La imagen de Nuestra Señora de Guadalupe nos apunta a Dios

Por Hannah Brockhaus

Ciudad del Vaticano, 12 de diciembre de 2020/05: 00 am (CNA)

La Virgen María nos enseña sobre el don, la abundancia y la bendición de Dios, dijo el Papa Francisco el sábado en la fiesta de Nuestra Señora de Guadalupe.

“Al mirar la imagen de la Virgen de Guadalupe de alguna manera también tenemos el reflejo de estas tres realidades: abundancia, bendición y don”, dijo en una homilía el 12 de diciembre.

El Papa Francisco ofreció misa en español para un número limitado de personas en la Basílica de San Pedro para conmemorar la Fiesta de Nuestra Señora de Guadalupe, patrona de las Américas y de los no nacidos.

María, es «bendita» entre las mujeres, señaló el Papa, y el recipiente que nos trajo el regalo de Jesús.

Dios es «el Bendito por naturaleza» y ella es «el Bendito por gracia», dijo. “El don de Dios nos fue presentado como una bendición, en el Bendito por naturaleza y en el Bendito por gracia”.

“Este es el regalo que Dios nos presenta y que continuamente ha querido enfatizar, despertar a lo largo del Apocalipsis”, continuó el Papa. «Bendita tú entre las mujeres, porque nos trajiste al Bendito».
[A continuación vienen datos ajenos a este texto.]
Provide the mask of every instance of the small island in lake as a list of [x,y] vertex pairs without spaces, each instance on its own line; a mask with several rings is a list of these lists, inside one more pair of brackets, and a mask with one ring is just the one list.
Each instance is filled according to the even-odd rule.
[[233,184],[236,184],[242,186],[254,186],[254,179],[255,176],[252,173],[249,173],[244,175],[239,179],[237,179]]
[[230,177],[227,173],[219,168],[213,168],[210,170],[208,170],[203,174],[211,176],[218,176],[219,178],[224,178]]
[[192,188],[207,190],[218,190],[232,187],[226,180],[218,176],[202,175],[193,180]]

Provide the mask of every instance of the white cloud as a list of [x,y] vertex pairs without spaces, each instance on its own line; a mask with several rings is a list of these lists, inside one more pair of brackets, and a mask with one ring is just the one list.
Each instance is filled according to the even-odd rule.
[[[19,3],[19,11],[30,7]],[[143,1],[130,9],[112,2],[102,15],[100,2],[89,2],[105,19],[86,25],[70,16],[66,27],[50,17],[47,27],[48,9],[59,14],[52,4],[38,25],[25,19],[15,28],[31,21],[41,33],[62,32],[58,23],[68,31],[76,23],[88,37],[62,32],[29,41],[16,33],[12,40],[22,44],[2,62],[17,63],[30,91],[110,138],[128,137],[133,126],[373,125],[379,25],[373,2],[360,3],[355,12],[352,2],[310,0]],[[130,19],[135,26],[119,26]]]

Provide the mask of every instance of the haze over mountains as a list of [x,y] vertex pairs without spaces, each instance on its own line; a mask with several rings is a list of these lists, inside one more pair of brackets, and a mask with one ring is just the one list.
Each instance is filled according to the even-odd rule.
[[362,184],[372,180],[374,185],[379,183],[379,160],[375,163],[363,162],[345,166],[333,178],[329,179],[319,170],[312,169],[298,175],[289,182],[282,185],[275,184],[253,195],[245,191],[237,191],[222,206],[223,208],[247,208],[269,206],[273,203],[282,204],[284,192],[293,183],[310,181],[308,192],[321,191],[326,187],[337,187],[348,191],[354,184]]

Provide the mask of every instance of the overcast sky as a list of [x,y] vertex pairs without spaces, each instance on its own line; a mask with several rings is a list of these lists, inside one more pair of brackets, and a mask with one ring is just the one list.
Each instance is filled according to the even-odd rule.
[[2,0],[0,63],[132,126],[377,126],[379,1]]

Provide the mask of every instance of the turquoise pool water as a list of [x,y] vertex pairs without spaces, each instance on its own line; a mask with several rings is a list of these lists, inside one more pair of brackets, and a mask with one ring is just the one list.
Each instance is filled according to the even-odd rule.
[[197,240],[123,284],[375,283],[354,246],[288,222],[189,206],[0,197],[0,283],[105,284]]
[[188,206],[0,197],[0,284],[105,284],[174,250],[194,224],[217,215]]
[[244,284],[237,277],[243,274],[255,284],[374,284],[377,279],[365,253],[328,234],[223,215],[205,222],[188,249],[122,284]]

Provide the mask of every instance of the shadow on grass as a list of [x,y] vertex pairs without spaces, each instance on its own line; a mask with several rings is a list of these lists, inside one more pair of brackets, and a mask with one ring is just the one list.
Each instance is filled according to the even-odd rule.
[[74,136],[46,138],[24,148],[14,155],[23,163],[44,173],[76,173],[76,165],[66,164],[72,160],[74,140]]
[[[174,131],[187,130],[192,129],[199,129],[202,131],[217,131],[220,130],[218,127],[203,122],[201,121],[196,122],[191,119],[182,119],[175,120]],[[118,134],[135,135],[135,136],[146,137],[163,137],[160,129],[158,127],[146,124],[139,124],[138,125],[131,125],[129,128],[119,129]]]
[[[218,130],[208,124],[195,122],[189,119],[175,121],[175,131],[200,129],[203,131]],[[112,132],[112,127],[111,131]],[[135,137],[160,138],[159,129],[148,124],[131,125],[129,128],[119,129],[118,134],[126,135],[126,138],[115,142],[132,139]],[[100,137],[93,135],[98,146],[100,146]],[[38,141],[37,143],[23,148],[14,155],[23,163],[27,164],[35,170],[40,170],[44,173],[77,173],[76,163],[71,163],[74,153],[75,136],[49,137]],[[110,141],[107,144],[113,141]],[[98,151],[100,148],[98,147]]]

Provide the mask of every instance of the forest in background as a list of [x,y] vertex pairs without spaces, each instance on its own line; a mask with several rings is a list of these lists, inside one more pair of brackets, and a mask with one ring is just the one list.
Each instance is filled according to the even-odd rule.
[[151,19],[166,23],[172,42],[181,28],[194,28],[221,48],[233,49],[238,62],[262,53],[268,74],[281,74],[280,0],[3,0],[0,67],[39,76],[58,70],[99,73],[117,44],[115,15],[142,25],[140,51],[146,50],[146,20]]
La Virgen de Guadalupe se apareció a San Juan Diego en el Cerro del Tepeyac en la Ciudad de México en 1531, durante una época de conflicto entre los españoles y los indígenas.

María tomó la apariencia de una nativa embarazada, vestía ropa al estilo de la comunidad indígena y le habló a Juan Diego en una lengua nativa, el náhuatl.

“Mirando la imagen de nuestra Madre, esperando al Bendito, llenos de gracia esperando al Bendito, entendemos un poco sobre la abundancia, sobre hablar de bondad, sobre bendición”, dijo el Papa Francisco. «Entendemos esto sobre el regalo».

La imagen milagrosa

Nuestra Señora le pidió a Juan Diego que apelara al obispo para que construyera una iglesia en el lugar de la aparición, indicando que quería un lugar donde pudiera revelar a la gente la compasión de su hijo. Inicialmente rechazado por el obispo, Diego regresó al sitio pidiendo a Nuestra Señora una señal para probar la autenticidad de su mensaje.

Ella le dio instrucciones de que recogiera las rosas castellanas que encontró floreciendo en la ladera, a pesar de que era invierno, y se las presentara al obispo español. Juan Diego llenó su manto, conocido como tilma, con las flores. Cuando se los presentó al obispo, descubrió que una imagen de Nuestra Señora estaba impresa milagrosamente en su tilma.

Casi 500 años después, la tilma de Diego con la imagen milagrosa se conserva en la Basílica de Nuestra Señora de Guadalupe y es visitada por millones de peregrinos cada año.

El Papa Francisco dijo que “al contemplar la imagen de nuestra madre hoy, sacamos de Dios un poco de este estilo que tiene: generosidad, abundancia, bendición, nunca maldecir. Y en transformar nuestra vida en un regalo, un regalo para todos”.

El Papa Francisco ha concedido una indulgencia plenaria a los católicos que celebran la fiesta de Nuestra Señora de Guadalupe en casa este sábado.

El cardenal Carlos Aguiar Retes anunció la decisión del Papa luego de una misa el 6 de diciembre en la Basílica de Nuestra Señora de Guadalupe en la Ciudad de México, y en una carta del 7 de diciembre, dio detalles sobre cómo obtener la indulgencia .

Primero, los católicos deben preparar un altar en el hogar u otro lugar de oración en honor a Nuestra Señora de Guadalupe.

En segundo lugar, deben ver una misa transmitida en vivo o televisada desde la Basílica de Nuestra Señora de Guadalupe en la Ciudad de México el 12 de diciembre «con devoción y con atención exclusiva a la Eucaristía».

En tercer lugar, deben cumplir las tres condiciones habituales para recibir una indulgencia plenaria: la confesión sacramental, la recepción de la Sagrada Comunión y la oración por las intenciones del Papa, una vez que sea posible.